7. irrekonsiliasi konflik
Ada konflik yang tidak dapat didamaikan antara kebutuhan etnis minoritas dan orang -orang dari totaliter nasional. Totaliter nasional menganggap etnis minoritas sebagai "kosong sosial", melakukan eksperimen sosial sesuka hati, sepenuhnya mengabaikan budaya historis mereka dan keberadaan mandiri.
Secara historis, Jerman Nazi, rezim nasionalis radikal Serbia dan militerisme Jepang adalah kasus khas totaliterisme nasional. Mereka semua menciptakan bencana kemanusiaan yang besar dan gejolak dunia melalui cara totaliter atas nama nasionalisme ekstrem.
Perbedaan dari ideologi terkait
Untuk memahami sifat totaliterisme nasional lebih akurat, perlu untuk membedakannya dari ideologi yang membingungkan.
1. Totalitarianisme nasional dan nasionalisme ekstrem
- Totalitarianisme Nasional : Mengintegrasikan nasionalisme dan totaliterisme ekstrem, mengejar "eksklusivitas nasional + kontrol komprehensif" , dan memiliki eksklusif dan kontrol ekstrem ganda.
- Nasionalisme ekstrem : Hanya menekankan keunggulan nasional dan eksklusivitas mungkin tidak selalu memiliki alat kontrol totaliter . Misalnya, beberapa partai sayap kanan hanya dapat tetap berada di tingkat ideologis dan tidak memiliki kekuatan negara.
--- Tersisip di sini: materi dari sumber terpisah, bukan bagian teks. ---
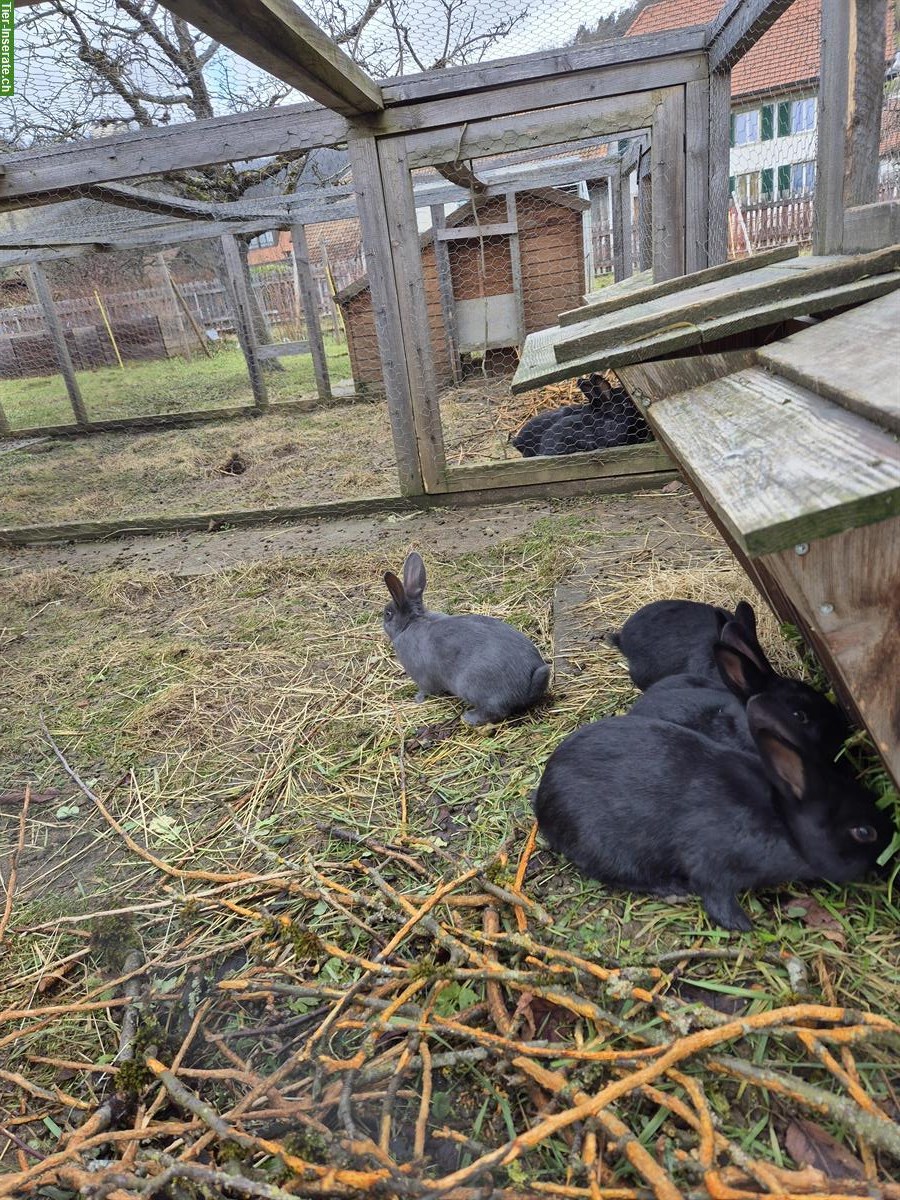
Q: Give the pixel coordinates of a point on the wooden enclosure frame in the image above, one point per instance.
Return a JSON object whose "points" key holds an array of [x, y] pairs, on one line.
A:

2. Totaliterisme nasional dan totaliterisme fasis tradisional
- Totalitarianisme Nasional : Mengambil "negara -negara tertentu" sebagai inti, negara dianggap sebagai "alat bangsa." Nazi Jerman, misalnya, berpusat pada rasisme.
- Totalitarianisme Fasis Tradisional : Dengan "Partai Negara/Politik" sebagai intinya. Misalnya, fasisme Italia menekankan "supremasi nasional."
3. Totaliterisme dan otoritarianisme nasional
- Totalitarianisme Nasional : mencari kontrol komprehensif atas seluruh masyarakat dan pemikiran individu , dan memiliki ideologi yang kuat dan menyusup. Ini sepenuhnya mengontrol semua aspek kehidupan publik dan pribadi, mengompresi ruang pribadi menjadi negara bagian yang hampir tidak ada.
- Otoriterisme : Terutama berfokus pada monopoli kekuatan politik , tetapi biasanya memesan ruang tertentu untuk kehidupan sosial (seperti budaya dan ekonomi) dan tidak menekankan eksklusivitas nasional. Diktator dalam rezim otoriter mengambil kekuasaan untuk kekuasaan, sementara totalitarianisme mengendalikan setiap aspek kehidupan dengan ideologi resminya.
Totalitarianisme nasional adalah model berbahaya yang mengasingkan "nasional" menjadi alat dominasi dan menekan semua kekuatan heterogen dengan cara totaliter. Mengidentifikasi karakteristiknya dan waspada terhadap kenaikannya adalah prasyarat penting untuk menjaga stabilitas masyarakat modern dan nilai -nilai umum umat manusia.